The most common result for both conditions is around '700', and neither one has a result below '600'.
Condition A has a long tail with results up to 10,000, while condition B has a longer tail with results up to 20,000.
Both the dependent variable and its residuals are not normally distributed (or even close to it).
What I'm trying to do
I want to test whether there is a difference in mean between the group, and whether there is a difference in the distribution, when outliers are taken into account.
Since the dependent variable/residuals are not normally distributed, I thought about using a non-parametric test such as Kruskal Wallis. However, since this test is rank-based, it means that I lose the difference due to outliers, which is crucial to the current analysis. The same happens when I perform a log-transformation (which also doesn't help reach a normal distribution anyway).
What can I do in this situation?
 A: You can still compare the means of the distributions, e.g. using the $t$-test, even if the distributions are highly skewed. This is because, according to the CLT, the means of samples drawn from a distribution will be normally distributed, even if the underlying distribution is not normal.

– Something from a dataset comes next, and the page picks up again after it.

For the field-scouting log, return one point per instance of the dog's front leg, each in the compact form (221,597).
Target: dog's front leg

However, in skewed distributions, means are not very interesting, because they are strongly influenced by outliers, and can be far away from the distribution's central tendency. Therefore, in practice, skewed distributions are most commonly described by a median and an IQR, instead of a mean and a standard deviation. The standard test to compare two skewed distributions is the Wilcoxon-Mann-Whitney test.
A: This is a standard application for a permutation-test.
First, calculate the difference in means you observe.
Then, randomly permute the condition labels A and B. Calculate the difference in means between these randomly labeled data. Do this many times, e.g., 1,000 or 10,000 times. This process simulates the distribution of means under the null hypothesis of no effect of the condition.
Finally, insert the actually observed difference into this distribution of means. If you want a p value, calculate the tails of the empirical cumulative distribution of your permuted differences at the observed difference.
This is typically one of the first illustrations of permutation tests in standard textbooks. I believe this exact example is treated in the first chapters of Good's Permutation, Parametric, and Bootstrap Tests of Hypotheses.